4. The defendant claims that several interruptions by the trial court during his examination of witnesses showed that the judge was not impartial and thereby prejudiced him before the jury. We have examined the cited references and note that no objection or motion for mistrial was made as to any specific interruptions or as to the whole. The failure to object or to move for mistrial estops defendant from raising this issue on appeal. State v. Griffin, 240 Ga. 470 ( 241 S.E.2d 230).
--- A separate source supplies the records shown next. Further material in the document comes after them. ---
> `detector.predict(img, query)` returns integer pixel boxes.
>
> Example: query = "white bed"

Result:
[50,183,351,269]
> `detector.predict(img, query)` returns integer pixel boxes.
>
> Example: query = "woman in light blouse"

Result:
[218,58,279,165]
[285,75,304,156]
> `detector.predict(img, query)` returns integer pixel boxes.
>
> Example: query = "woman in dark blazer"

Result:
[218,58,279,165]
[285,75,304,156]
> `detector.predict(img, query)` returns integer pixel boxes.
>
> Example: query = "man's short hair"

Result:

5. A pre-indictment photographic lineup was used in this case. Defendant contends for the first time on appeal that the obtaining of his photograph by police was against his will and in violation of his Fourth Amendment rights. Assuming but not deciding that the taking of a photograph by police falls within the Fourth Amendment guarantee against unreasonable searches and seizures, the defendant made no objection on this ground by way of a pre-trial motion to suppress. Failure to move to suppress prior to trial amounts to a waiver. Butler v. State, 134 Ga. App. 131 ( 213 S.E.2d 490). Secondly, defendant argues that he was entitled to counsel at the photographic lineup. A defendant does not have the right to counsel at a pre-indictment lineup. Wimberly v. State, 233 Ga. 386 ( 211 S.E.2d 281).
6. The evidence revealed that defendant together with another individual entered a supermarket. Defendant robbed one cashier at gunpoint while his companion robbed another. After exhorting his companion to "come on" the appellant and his accomplice departed together. This evidence authorized the verdicts of guilty on both counts and it was not error to deny the motion for directed verdict of acquittal. This being the case, the failure to charge on parties to a crime under Code § 26-801 need not be considered. Thadd v. State, 231 Ga. 623 ( 203 S.E.2d 230). Further, defendant's failure to request or charge on parties to a crime and his failure to object to the court's omission to so charge is decisive against him. Thomas v. State, 234 Ga. 615 ( 216 S.E.2d 859).
7. Defendant was observed in handcuffs by one juror who had arrived early at the courthouse. On examination by the trial judge after verdict, the juror testified that this did not have any influence on him in arriving at his verdict and he denied communicating his observation to the other jurors. The trial judge did not declare a mistrial. Disposition of a matter of this nature lies within the sound discretion of the trial court. Howard v. State, 144 Ga. App. 208, 212 (8) ( 240 S.E.2d 908); Morris v. State, 228 Ga. 39, 51 (18) ( 184 S.E.2d 82). No abuse of that discretion has been shown.
8. The remaining claims of error are all without merit and require no further consideration.
Judgment affirmed. Shulman and Birdsong, JJ., concur.